Trump, the comic-opera Napoleon

Karl Marx said, “History repeats itself. First as tragedy, then as farce.”

The reaction to the killing of George Floyd was somber with serious consequence. The assault on the Capitol was opera buffa, a “tale told by idiots signifying nothing.”

Commander-in-Chief of Chaos

A South politician preaches to the poor white man
“You got more than the blacks, don’t complain
You’re better than them, you been born with white skin,” they explain
And the Negro’s name
Is used, it is plain
For the politician’s gain
As he rises to fame
And the poor white remains
On the caboose of the train
But it ain’t him to blame
He’s only a pawn in their game

—Bob Dylan

 

BY ED FELIEN

Five people lost their lives on Jan. 6 because Donald Trump wanted to stop the counting of ballots that would declare Joe Biden president.
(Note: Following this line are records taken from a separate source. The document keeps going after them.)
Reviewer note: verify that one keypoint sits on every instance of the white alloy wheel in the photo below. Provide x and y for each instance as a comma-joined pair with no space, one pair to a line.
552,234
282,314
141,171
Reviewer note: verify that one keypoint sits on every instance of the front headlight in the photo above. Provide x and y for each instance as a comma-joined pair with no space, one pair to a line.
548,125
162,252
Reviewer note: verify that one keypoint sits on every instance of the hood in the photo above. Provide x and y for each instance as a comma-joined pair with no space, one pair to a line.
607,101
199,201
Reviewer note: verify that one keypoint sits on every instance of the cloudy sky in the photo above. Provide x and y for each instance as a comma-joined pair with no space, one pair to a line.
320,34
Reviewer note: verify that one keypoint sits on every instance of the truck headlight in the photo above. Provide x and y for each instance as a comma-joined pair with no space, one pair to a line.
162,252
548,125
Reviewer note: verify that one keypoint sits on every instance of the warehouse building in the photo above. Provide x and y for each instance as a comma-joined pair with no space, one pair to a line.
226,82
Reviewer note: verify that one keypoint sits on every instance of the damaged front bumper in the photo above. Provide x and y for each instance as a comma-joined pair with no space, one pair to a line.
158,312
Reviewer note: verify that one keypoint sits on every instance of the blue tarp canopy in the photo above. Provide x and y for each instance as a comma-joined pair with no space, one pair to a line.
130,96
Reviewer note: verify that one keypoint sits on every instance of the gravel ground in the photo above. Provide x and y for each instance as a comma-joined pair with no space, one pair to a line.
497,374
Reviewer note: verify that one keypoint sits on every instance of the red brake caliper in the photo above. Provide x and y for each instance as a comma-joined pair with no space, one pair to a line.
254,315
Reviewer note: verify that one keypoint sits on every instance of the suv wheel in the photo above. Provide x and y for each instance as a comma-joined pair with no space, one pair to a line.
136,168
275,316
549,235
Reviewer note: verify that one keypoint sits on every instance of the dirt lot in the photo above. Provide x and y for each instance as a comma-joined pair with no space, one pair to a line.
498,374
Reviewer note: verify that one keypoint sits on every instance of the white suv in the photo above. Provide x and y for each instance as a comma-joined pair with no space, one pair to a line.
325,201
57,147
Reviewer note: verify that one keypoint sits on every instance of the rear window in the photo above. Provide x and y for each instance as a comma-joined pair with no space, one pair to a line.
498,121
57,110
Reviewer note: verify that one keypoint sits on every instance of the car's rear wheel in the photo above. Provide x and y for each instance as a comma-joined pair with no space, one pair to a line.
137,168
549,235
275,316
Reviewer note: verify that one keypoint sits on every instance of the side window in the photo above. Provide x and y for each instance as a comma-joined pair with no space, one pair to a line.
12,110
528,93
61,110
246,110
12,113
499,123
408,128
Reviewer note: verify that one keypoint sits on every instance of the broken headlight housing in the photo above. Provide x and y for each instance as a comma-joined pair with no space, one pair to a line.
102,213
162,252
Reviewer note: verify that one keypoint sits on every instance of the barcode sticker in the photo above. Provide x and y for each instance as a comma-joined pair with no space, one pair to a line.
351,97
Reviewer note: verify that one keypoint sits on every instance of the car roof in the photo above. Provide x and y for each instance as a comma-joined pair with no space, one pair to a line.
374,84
It is clear from the videos of the rally before the march on the Capitol, that Trump, his son, Don Jr. and his personal lawyer, Rudy Giuliani, incited about 8,000 people to march two miles down the Mall to the Capitol and stop Congress from performing their duty.
They broke windows and doors, assaulted the Capitol Police, broke into the Senate chambers, interrupted the counting of ballots, then wandered around committing minor acts of vandalism and eventually left. The counting of ballots by the Congress stopped when the protesters breached the Capitol, and the counting started again in a few hours after they left.
It was a protest. It wasn’t a coup or an attempted coup.
It could have been a coup. I’m sure Trump considered it. His paramilitary adventure in Portland, Ore., where Erik Prince organized volunteer border guards and others into a unit loyal only to the president that cleared demonstrators away from the federal building, was organized outside the regular chain of command. It could have been a dress rehearsal for military units marching into the Capitol and closing it down. Trump said he would join the protesters. He didn’t. If Erik Prince would have organized a Praetorian Guard to surround and protect Trump, if they would have waited until the advance of the protesters broke into the Capitol, then Trump could have marched into the Capitol and declared he was dissolving the Congress and restoring law and order.
That’s the blueprint for coups. But the essential ingredient that was missing from Trump’s coup was the support of the military. You can’t really have a successful coup without the support of the military, and Trump has been reported calling soldiers who have died in combat “losers” and “suckers.” He’s antagonized longtime international allies and befriended longtime military antagonists. Erik Prince, America’s foremost mercenary, may not be patriotic but he’s probably not an idiot. He could read the tea leaves and saw there really wasn’t much hope for a military coup, and, even though Trump pardoned four of Prince’s former employees in Blackwater who had slaughtered civilians in Baghdad, he probably declined to participate. He probably also convinced his sister, Betsy Devos, to resign as secretary of education and leave the sinking ship.
So, on Jan. 6, Trump could orchestrate chaos, but he couldn’t organize a coup.